REPUBLIKA.CO.ID, JAKARTA -- PT Bank Tabungan Negara (Persero) Tbk (BTN) memastikan perbankan mampu menyalurkan Kredit Pemilikan Rumah Fasilitas Likuiditas Pembiayaan Perumahan (KPR FLPP) dengan tenor hingga 40 tahun. Ini karena sebagian besar sumber pendanaannya berasal dari pemerintah. Direktur BTN Hirwandi Gafar mengatakan skema pendanaan tersebut membuat perbankan tetap memiliki ruang untuk menyalurkan pembiayaan jangka panjang bagi masyarakat berpenghasilan rendah (MBR).
"Kalau FLPP, apakah bank kuat atau tidak, tentu dalam hal ini mampu.
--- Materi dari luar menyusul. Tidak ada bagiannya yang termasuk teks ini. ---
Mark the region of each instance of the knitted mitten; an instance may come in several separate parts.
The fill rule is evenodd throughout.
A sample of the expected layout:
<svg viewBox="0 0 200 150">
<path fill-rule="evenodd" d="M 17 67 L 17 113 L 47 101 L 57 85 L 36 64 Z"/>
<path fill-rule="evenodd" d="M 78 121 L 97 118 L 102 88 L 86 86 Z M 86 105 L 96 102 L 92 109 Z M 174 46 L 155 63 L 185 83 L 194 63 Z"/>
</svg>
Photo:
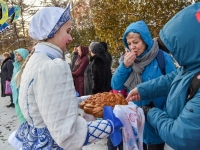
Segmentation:
<svg viewBox="0 0 200 150">
<path fill-rule="evenodd" d="M 104 106 L 104 120 L 96 120 L 88 123 L 88 134 L 84 145 L 93 143 L 111 135 L 114 145 L 122 140 L 120 128 L 123 127 L 121 121 L 113 114 L 113 108 Z"/>
<path fill-rule="evenodd" d="M 110 120 L 95 120 L 88 122 L 88 133 L 84 145 L 108 137 L 114 130 Z"/>
</svg>

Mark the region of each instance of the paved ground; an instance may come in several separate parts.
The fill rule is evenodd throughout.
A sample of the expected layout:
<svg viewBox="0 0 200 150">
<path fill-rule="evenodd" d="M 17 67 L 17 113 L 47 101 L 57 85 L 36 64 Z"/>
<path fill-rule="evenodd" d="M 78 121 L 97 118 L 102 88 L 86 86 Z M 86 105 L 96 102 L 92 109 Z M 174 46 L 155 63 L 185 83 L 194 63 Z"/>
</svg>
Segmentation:
<svg viewBox="0 0 200 150">
<path fill-rule="evenodd" d="M 14 150 L 7 139 L 19 126 L 14 108 L 7 108 L 8 104 L 10 104 L 10 97 L 0 97 L 0 150 Z M 107 150 L 106 140 L 85 146 L 83 150 Z"/>
</svg>

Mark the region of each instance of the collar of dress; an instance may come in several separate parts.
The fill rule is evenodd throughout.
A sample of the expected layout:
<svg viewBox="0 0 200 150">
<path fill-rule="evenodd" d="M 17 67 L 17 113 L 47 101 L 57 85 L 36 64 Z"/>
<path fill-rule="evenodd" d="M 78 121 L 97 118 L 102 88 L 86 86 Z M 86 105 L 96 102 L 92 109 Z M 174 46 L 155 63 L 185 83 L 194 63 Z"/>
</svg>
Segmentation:
<svg viewBox="0 0 200 150">
<path fill-rule="evenodd" d="M 41 42 L 35 46 L 35 53 L 46 53 L 51 58 L 61 58 L 63 59 L 63 51 L 56 45 L 49 42 Z"/>
</svg>

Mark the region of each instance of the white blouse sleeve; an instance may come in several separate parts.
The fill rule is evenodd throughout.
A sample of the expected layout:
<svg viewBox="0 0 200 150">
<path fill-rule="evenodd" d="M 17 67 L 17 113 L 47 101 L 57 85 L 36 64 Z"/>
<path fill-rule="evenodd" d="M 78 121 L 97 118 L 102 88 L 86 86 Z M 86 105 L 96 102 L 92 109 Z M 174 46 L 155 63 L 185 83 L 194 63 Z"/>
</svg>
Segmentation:
<svg viewBox="0 0 200 150">
<path fill-rule="evenodd" d="M 87 135 L 87 122 L 78 116 L 69 65 L 61 59 L 47 61 L 34 82 L 36 103 L 53 139 L 64 149 L 80 150 Z"/>
</svg>

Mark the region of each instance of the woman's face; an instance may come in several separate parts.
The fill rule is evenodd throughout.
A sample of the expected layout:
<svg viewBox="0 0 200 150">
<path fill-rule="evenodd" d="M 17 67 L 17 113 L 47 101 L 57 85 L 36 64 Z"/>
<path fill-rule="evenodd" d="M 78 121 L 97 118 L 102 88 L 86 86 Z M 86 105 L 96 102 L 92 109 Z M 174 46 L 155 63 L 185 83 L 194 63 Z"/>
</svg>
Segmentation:
<svg viewBox="0 0 200 150">
<path fill-rule="evenodd" d="M 63 52 L 66 51 L 69 43 L 72 42 L 72 37 L 70 35 L 71 31 L 71 21 L 67 21 L 61 26 L 61 28 L 54 34 L 53 38 L 47 39 L 47 42 L 50 42 L 58 46 Z"/>
<path fill-rule="evenodd" d="M 81 55 L 82 55 L 81 47 L 79 46 L 79 47 L 77 48 L 77 50 L 78 50 L 78 55 L 81 56 Z"/>
<path fill-rule="evenodd" d="M 126 40 L 129 49 L 135 52 L 136 57 L 140 56 L 145 51 L 146 44 L 143 42 L 138 33 L 129 33 Z"/>
<path fill-rule="evenodd" d="M 22 62 L 23 61 L 23 57 L 18 52 L 15 53 L 15 59 L 18 62 Z"/>
</svg>

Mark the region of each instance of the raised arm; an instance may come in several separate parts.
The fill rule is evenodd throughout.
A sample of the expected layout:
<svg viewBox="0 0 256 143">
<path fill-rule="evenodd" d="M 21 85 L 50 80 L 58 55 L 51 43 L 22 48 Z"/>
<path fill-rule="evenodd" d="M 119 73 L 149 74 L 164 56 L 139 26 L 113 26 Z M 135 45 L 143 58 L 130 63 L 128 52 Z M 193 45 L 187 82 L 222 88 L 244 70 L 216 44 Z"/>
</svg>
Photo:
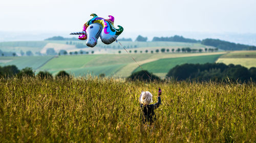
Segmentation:
<svg viewBox="0 0 256 143">
<path fill-rule="evenodd" d="M 160 106 L 161 104 L 161 97 L 160 96 L 162 94 L 162 92 L 158 92 L 158 97 L 157 98 L 157 103 L 154 104 L 154 108 L 156 109 Z"/>
</svg>

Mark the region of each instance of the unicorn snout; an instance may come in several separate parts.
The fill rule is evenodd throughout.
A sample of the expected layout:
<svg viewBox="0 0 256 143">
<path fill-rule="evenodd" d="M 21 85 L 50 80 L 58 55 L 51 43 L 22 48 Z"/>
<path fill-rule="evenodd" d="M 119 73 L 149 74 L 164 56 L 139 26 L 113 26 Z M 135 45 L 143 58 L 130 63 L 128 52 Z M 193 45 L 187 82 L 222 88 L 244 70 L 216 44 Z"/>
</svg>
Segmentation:
<svg viewBox="0 0 256 143">
<path fill-rule="evenodd" d="M 88 38 L 86 45 L 89 47 L 93 47 L 97 44 L 97 39 L 93 37 Z"/>
</svg>

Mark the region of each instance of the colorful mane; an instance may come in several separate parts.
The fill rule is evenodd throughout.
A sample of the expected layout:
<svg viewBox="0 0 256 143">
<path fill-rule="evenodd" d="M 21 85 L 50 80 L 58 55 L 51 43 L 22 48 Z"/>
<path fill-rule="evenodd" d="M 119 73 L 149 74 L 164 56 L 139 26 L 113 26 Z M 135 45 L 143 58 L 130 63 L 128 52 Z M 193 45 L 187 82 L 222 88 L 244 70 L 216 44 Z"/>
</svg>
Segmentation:
<svg viewBox="0 0 256 143">
<path fill-rule="evenodd" d="M 105 34 L 111 35 L 119 35 L 123 31 L 123 28 L 120 25 L 117 26 L 119 28 L 116 29 L 114 26 L 114 18 L 111 15 L 109 15 L 110 18 L 106 19 L 103 18 L 99 17 L 96 14 L 92 14 L 90 16 L 93 16 L 93 18 L 89 20 L 84 25 L 84 31 L 92 23 L 97 23 L 102 26 L 103 30 Z"/>
</svg>

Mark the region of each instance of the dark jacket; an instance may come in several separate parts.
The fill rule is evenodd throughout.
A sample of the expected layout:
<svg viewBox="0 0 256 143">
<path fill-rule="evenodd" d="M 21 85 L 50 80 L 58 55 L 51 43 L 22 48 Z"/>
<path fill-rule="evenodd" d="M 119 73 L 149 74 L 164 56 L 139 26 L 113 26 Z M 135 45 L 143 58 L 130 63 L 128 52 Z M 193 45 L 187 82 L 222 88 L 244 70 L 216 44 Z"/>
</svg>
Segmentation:
<svg viewBox="0 0 256 143">
<path fill-rule="evenodd" d="M 154 104 L 143 105 L 142 104 L 140 104 L 141 109 L 140 119 L 144 124 L 147 122 L 151 124 L 156 120 L 154 110 L 159 107 L 161 104 L 161 98 L 160 97 L 158 97 L 158 100 L 157 103 Z"/>
</svg>

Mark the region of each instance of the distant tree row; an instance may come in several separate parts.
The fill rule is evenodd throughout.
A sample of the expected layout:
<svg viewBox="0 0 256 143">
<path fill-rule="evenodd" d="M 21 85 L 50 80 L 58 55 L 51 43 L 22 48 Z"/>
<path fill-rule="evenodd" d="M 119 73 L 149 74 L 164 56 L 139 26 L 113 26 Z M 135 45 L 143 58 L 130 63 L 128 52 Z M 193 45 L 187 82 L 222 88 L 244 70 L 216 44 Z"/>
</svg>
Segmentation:
<svg viewBox="0 0 256 143">
<path fill-rule="evenodd" d="M 132 38 L 124 38 L 119 39 L 118 40 L 120 41 L 133 41 Z"/>
<path fill-rule="evenodd" d="M 188 42 L 188 43 L 198 43 L 200 42 L 200 40 L 197 40 L 193 39 L 185 38 L 182 36 L 175 35 L 170 37 L 157 37 L 153 38 L 152 41 L 170 41 L 170 42 Z"/>
<path fill-rule="evenodd" d="M 39 71 L 36 75 L 42 78 L 52 78 L 52 74 L 48 71 Z M 17 77 L 34 77 L 35 73 L 31 68 L 26 67 L 19 70 L 15 65 L 6 66 L 4 67 L 0 66 L 0 78 L 1 77 L 12 77 L 16 76 Z M 65 71 L 59 71 L 56 75 L 58 77 L 70 77 L 70 74 Z"/>
<path fill-rule="evenodd" d="M 72 37 L 72 38 L 64 38 L 61 36 L 54 36 L 53 37 L 49 38 L 47 39 L 45 39 L 45 41 L 46 40 L 72 40 L 72 41 L 78 41 L 79 40 L 78 38 L 75 38 L 75 37 Z"/>
<path fill-rule="evenodd" d="M 211 46 L 226 50 L 256 50 L 256 46 L 236 44 L 219 39 L 205 39 L 201 43 L 202 45 Z"/>
<path fill-rule="evenodd" d="M 196 79 L 198 81 L 220 81 L 228 80 L 239 82 L 256 81 L 256 68 L 248 69 L 241 65 L 223 63 L 185 64 L 170 69 L 166 75 L 175 80 Z"/>
<path fill-rule="evenodd" d="M 149 77 L 150 77 L 150 78 Z M 204 64 L 185 64 L 171 69 L 166 75 L 167 79 L 175 80 L 194 80 L 217 82 L 256 82 L 256 68 L 248 69 L 241 65 L 223 63 Z M 129 80 L 160 80 L 157 76 L 147 71 L 133 73 L 127 78 Z"/>
<path fill-rule="evenodd" d="M 218 48 L 208 48 L 207 49 L 207 48 L 205 48 L 204 49 L 205 50 L 205 52 L 207 52 L 207 50 L 208 51 L 210 51 L 210 52 L 214 52 L 214 51 L 217 51 L 219 49 Z M 160 51 L 161 51 L 161 52 L 169 52 L 170 51 L 170 50 L 169 49 L 165 49 L 165 48 L 161 48 L 160 49 L 160 50 L 159 50 L 159 49 L 156 49 L 155 52 L 156 52 L 156 53 L 158 53 Z M 202 52 L 203 51 L 203 49 L 191 49 L 189 47 L 186 47 L 186 48 L 178 48 L 176 49 L 176 52 L 180 52 L 180 51 L 182 51 L 182 52 Z M 172 51 L 173 52 L 174 52 L 175 51 L 175 49 L 172 49 Z M 138 51 L 137 50 L 135 50 L 134 51 L 134 53 L 137 53 L 138 52 Z M 142 53 L 143 51 L 141 50 L 140 51 L 140 53 Z M 147 53 L 148 52 L 148 50 L 147 49 L 145 50 L 145 51 L 144 51 L 145 53 Z M 154 50 L 151 50 L 151 52 L 152 53 L 154 53 Z M 118 51 L 118 53 L 121 53 L 122 52 L 121 50 L 119 50 Z M 129 52 L 130 53 L 132 53 L 132 50 L 129 50 Z"/>
</svg>

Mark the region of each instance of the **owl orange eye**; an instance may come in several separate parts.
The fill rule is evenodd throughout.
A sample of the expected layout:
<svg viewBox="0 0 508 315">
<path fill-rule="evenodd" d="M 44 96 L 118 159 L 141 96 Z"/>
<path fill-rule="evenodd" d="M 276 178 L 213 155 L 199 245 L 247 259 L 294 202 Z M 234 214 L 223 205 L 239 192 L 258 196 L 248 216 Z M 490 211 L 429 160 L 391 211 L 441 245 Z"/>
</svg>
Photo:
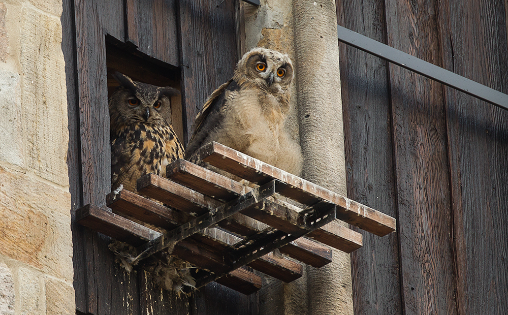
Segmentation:
<svg viewBox="0 0 508 315">
<path fill-rule="evenodd" d="M 264 62 L 258 62 L 256 65 L 256 69 L 262 72 L 266 69 L 266 65 Z"/>
<path fill-rule="evenodd" d="M 128 101 L 128 102 L 129 103 L 129 105 L 131 106 L 137 106 L 139 105 L 139 100 L 138 99 L 131 99 Z"/>
</svg>

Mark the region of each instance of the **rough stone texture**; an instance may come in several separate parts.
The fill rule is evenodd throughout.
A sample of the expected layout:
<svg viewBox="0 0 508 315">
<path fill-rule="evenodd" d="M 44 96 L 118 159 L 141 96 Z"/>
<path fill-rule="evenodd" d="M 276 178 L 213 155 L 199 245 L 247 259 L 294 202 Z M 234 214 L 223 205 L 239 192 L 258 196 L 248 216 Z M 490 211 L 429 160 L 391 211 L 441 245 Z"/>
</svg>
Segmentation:
<svg viewBox="0 0 508 315">
<path fill-rule="evenodd" d="M 0 315 L 14 315 L 14 281 L 12 272 L 0 263 Z"/>
<path fill-rule="evenodd" d="M 41 286 L 38 273 L 25 268 L 18 270 L 18 305 L 21 315 L 42 314 Z"/>
<path fill-rule="evenodd" d="M 0 254 L 72 281 L 68 192 L 0 167 Z"/>
<path fill-rule="evenodd" d="M 0 11 L 2 5 L 0 4 Z M 0 12 L 0 19 L 2 18 Z M 0 21 L 0 59 L 2 57 Z M 23 123 L 19 75 L 0 69 L 0 161 L 23 166 Z"/>
<path fill-rule="evenodd" d="M 20 36 L 27 166 L 41 177 L 69 185 L 69 132 L 61 25 L 57 18 L 22 8 Z"/>
<path fill-rule="evenodd" d="M 294 0 L 293 12 L 303 176 L 345 194 L 335 2 Z M 332 263 L 307 272 L 309 314 L 353 314 L 349 255 L 334 251 Z"/>
<path fill-rule="evenodd" d="M 245 7 L 245 49 L 260 46 L 290 55 L 296 76 L 292 89 L 293 110 L 286 128 L 295 138 L 300 139 L 306 160 L 304 176 L 345 194 L 335 3 L 331 0 L 261 2 L 260 8 Z M 320 269 L 308 267 L 302 278 L 291 284 L 267 281 L 259 293 L 260 312 L 353 314 L 350 257 L 337 250 L 333 255 L 332 263 Z"/>
<path fill-rule="evenodd" d="M 72 281 L 65 283 L 49 277 L 46 277 L 45 280 L 47 315 L 76 314 Z"/>
<path fill-rule="evenodd" d="M 4 62 L 7 60 L 9 49 L 9 38 L 5 22 L 7 13 L 5 5 L 0 2 L 0 61 Z"/>
</svg>

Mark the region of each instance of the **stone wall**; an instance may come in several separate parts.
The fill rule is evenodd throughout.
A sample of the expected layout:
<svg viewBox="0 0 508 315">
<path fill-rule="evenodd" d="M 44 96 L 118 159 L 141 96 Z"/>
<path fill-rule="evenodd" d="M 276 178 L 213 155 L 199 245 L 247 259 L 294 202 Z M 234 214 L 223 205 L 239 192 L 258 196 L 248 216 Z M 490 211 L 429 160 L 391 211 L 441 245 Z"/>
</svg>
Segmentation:
<svg viewBox="0 0 508 315">
<path fill-rule="evenodd" d="M 0 315 L 75 313 L 61 11 L 0 0 Z"/>
<path fill-rule="evenodd" d="M 245 48 L 289 54 L 295 69 L 293 111 L 287 128 L 299 139 L 303 177 L 346 194 L 344 136 L 333 0 L 261 0 L 245 5 Z M 260 313 L 267 315 L 353 313 L 350 256 L 333 251 L 333 261 L 291 284 L 265 278 Z"/>
</svg>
Karena sebagian besar sumber pendanaannya disediakan oleh pemerintah melalui fasilitas pembiayaan perumahan," kata Hirwandi dalam Seminar Nasional ISEI Jakarta Komisariat Perbanas di Jakarta, Selasa (28/7/2026).
Menurut dia, pembiayaan tersebut relatif aman bagi perbankan selama pemerintah menempatkan dana sesuai jangka waktu kredit yang diberikan.
"Seberapa panjang pun, sepanjang dananya ditempatkan di bank oleh pemerintah sesuai jangka waktu itu, cukup aman," ujarnya.
Meski demikian, Hirwandi mengatakan penerapan tenor hingga 40 tahun tetap harus memperhatikan aspek legalitas lahan, terutama jangka waktu hak atas tanah yang menjadi dasar kepemilikan rumah.
Ia menjelaskan Sertifikat Hak Guna Bangunan (SHGB) memiliki masa berlaku paling lama 30 tahun, meski dapat diperpanjang selama 20 tahun dan diperbarui kembali sesuai ketentuan yang berlaku.
Untuk rumah susun atau hunian vertikal, lanjut dia, masa kepemilikan juga bergantung pada status dan jangka waktu Hak Pengelolaan (HPL) maupun SHGB atas lahan tempat bangunan berdiri.
"Memang isunya adalah dari sisi jangka waktu sertifikat. Kalau SHGB, jangka waktunya maksimum 30 tahun, walaupun bisa diperpanjang 20 tahun," tuturnya.
Ia menambahkan, persoalan tersebut tidak menjadi kendala apabila rumah telah berstatus Sertifikat Hak Milik (SHM). Dari sisi masyarakat, menurut Hirwandi, tenor yang lebih panjang akan menurunkan besaran cicilan bulanan. Namun, total bunga yang dibayarkan selama masa kredit juga akan lebih besar.
"Kalau dari masyarakat, dia membayar bunganya lebih banyak. Karena semakin panjang jangka waktu, maka bunga yang dibayarkan juga semakin besar," ucapnya.
Sebelumnya, Rapat Komite Tabungan Perumahan Rakyat (Tapera) menyetujui penerapan tenor KPR FLPP hingga 40 tahun sebagai bagian dari upaya meningkatkan keterjangkauan masyarakat terhadap rumah subsidi. Kebijakan tersebut tetap mempertahankan suku bunga rumah subsidi tapak sebesar 5 persen dan rumah susun subsidi sebesar 6 persen.
Pemerintah juga menargetkan penyaluran FLPP sebanyak 350 ribu unit rumah pada 2026 untuk mendukung Program Tiga Juta Rumah.
Badan Pengelola (BP) Tapera mencatat realisasi penyaluran FLPP hingga 23 Juli 2026 mencapai 111.537 unit rumah dengan nilai pembiayaan sekitar Rp 13,87 triliun.
Dari jumlah tersebut, sebanyak 71.250 unit atau 63,88 persen disalurkan kepada pekerja swasta, sedangkan 19.254 unit atau 17,26 persen kepada pekerja wiraswasta.